Sympathy for the devil has been a prevalent theme in both Biohazard and Village: the Baker family and the village lords are some of the most engaging and sympathetic antagonists in the Resident Evil franchise, striking a healthy balance between tragic and campy, scary fun. The difficult relationship each lord has with Mother Miranda is revealed to the player in each of their individual domains - Heisenberg’s workshop follows the encounter with Moreau the fish-man, so twisted by Miranda’s experiments on him that his hunched back is just a heap of grotesque tumors, yet so desperate for her love in spite of the fact that she views him as a failure. It’s unsurprising that many players, fresh off defeating the most pitiable of Miranda’s creations, heard Heisenberg rant against a woman who turned him into a monster against his will and found themselves intrigued in taking a more diplomatic offer to team up against a common enemy. While he is no less guilty of the human experimentation the rest of his family has participated in, his goal has always been to take down the person who abducted and mutilated your child - is there some small merit, if any, in accepting the olive branch?
And sure, the game does give you a new ally not long after you turn Heisenberg down - but that ally is Chris Redfield, who has spent the majority of his screen time thus far bro-tastically fucking up by refusing to let you in on any crucial information about, say, why he broke down your door, murdered your wife, and separated you from your baby at the start of the game. It says a lot that many fans are more interested in what Heisenberg has in mind to take out Miranda, despite his plans to use an infant as a weapon being fairly dubious in nature.

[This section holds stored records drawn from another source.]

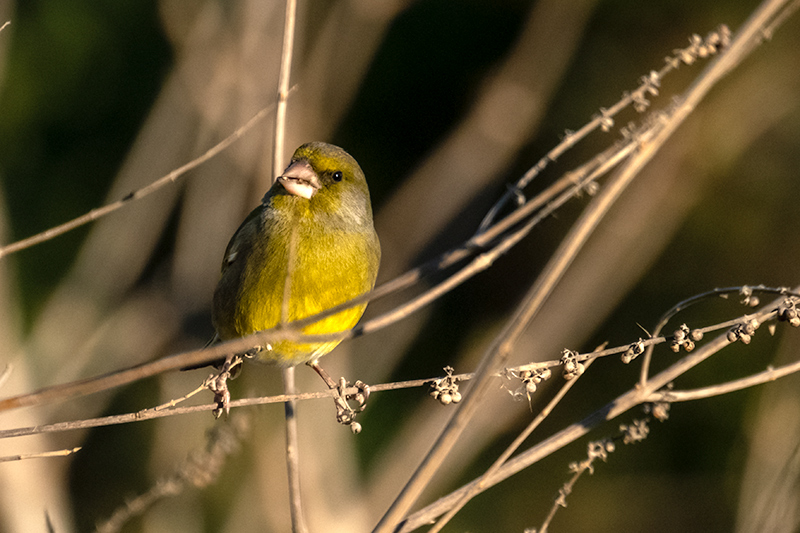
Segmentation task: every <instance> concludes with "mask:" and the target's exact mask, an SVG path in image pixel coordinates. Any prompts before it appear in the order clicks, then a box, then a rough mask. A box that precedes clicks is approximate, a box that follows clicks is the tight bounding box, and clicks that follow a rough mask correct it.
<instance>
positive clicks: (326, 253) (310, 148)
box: [212, 142, 381, 366]
mask: <svg viewBox="0 0 800 533" xmlns="http://www.w3.org/2000/svg"><path fill="white" fill-rule="evenodd" d="M380 256H381V249H380V243H379V242H378V236H377V234H376V233H375V228H374V226H373V223H372V206H371V204H370V198H369V189H368V188H367V181H366V179H365V177H364V173H363V172H362V170H361V167H359V165H358V163H357V162H356V160H355V159H353V157H352V156H351V155H350V154H348V153H347V152H345V151H344V150H342V149H341V148H339V147H338V146H333V145H331V144H326V143H322V142H310V143H307V144H304V145H302V146H301V147H299V148H298V149H297V150H296V151H295V152H294V155H293V156H292V160H291V162H290V164H289V166H288V167H287V168H286V170H285V171H284V172H283V174H282V175H280V176H278V178H277V180H276V181H275V183H274V184H273V186H272V188H270V190H269V191H268V192H267V194H266V195H265V196H264V198H263V199H262V200H261V205H259V206H258V207H256V208H255V209H254V210H253V211H252V212H251V213H250V214H249V215H248V216H247V218H246V219H245V220H244V222H242V224H241V226H239V229H237V230H236V233H234V235H233V237H232V238H231V240H230V242H229V243H228V247H227V249H226V250H225V257H224V258H223V261H222V274H221V276H220V280H219V283H218V285H217V288H216V290H215V291H214V301H213V311H212V321H213V324H214V328H215V329H216V332H217V337H219V339H221V340H229V339H234V338H238V337H244V336H247V335H250V334H252V333H255V332H257V331H263V330H266V329H270V328H273V327H275V326H277V325H279V324H283V323H288V322H292V321H294V320H299V319H302V318H305V317H308V316H311V315H314V314H316V313H319V312H321V311H324V310H326V309H330V308H331V307H333V306H336V305H338V304H341V303H343V302H347V301H348V300H351V299H353V298H355V297H357V296H359V295H362V294H364V293H366V292H369V291H370V290H372V288H373V287H374V286H375V278H376V277H377V275H378V265H379V263H380ZM366 306H367V304H366V303H364V304H360V305H357V306H354V307H352V308H350V309H346V310H344V311H341V312H339V313H336V314H334V315H332V316H329V317H327V318H324V319H322V320H319V321H318V322H314V323H313V324H310V325H307V326H305V327H304V328H303V329H302V333H304V334H309V335H313V334H326V333H339V332H344V331H348V330H350V329H352V328H353V327H354V326H355V325H356V323H357V322H358V321H359V319H360V318H361V315H362V314H363V313H364V309H365V308H366ZM339 342H341V341H340V340H331V341H328V342H315V343H307V342H296V341H290V340H285V339H284V340H276V341H275V342H269V343H267V344H265V345H263V346H259V347H257V348H258V353H257V355H256V357H257V359H258V360H261V361H265V362H271V363H277V364H280V365H283V366H293V365H298V364H300V363H313V364H315V362H316V360H317V359H318V358H319V357H321V356H323V355H325V354H327V353H328V352H330V351H331V350H333V348H334V347H336V345H337V344H339Z"/></svg>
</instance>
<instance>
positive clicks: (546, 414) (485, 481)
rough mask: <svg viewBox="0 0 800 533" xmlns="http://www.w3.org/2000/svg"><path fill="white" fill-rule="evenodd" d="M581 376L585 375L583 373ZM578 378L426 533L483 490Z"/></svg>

Let’s be clear: the narrative as is doesn’t explain how Heisenberg thought, exactly, he was going to integrate a very confused dad and his baby into his plot to kill Miranda with zombie robots. Nor does it reveal whether or not he would have double crossed Ethan and taken Rose for himself had Ethan gone along with the plan. What that leaves us with, however, is a large and fascinating grey area, one that changes depending on your impression of Heisenberg. Are his intentions good enough to warrant your trust? Or are you following along with his rebellion for purely pragmatic reasons? As any choice-driven game will demonstrate, players don’t need much in the way of justification to eagerly explore different storylines, but Village offers that justification and then some: the opportunity to take a (comparatively) peaceful option in dealing with one of the four fan-favorite lords, spending more time with him and learning what consequences might arise from going down the road less traveled.
So while fans are eager to see more of the inimitable Lady D - and trust me, I really don’t think we have to worry about not getting Lady Dimitrescu DLC down the line - the narrative potential for an alternate Heisenberg path is just too juicy to ignore. If played right, it could be the highlight of the bundle: an outcome which would, no doubt, please the show-offish Heisenberg and his diehard fans to no end.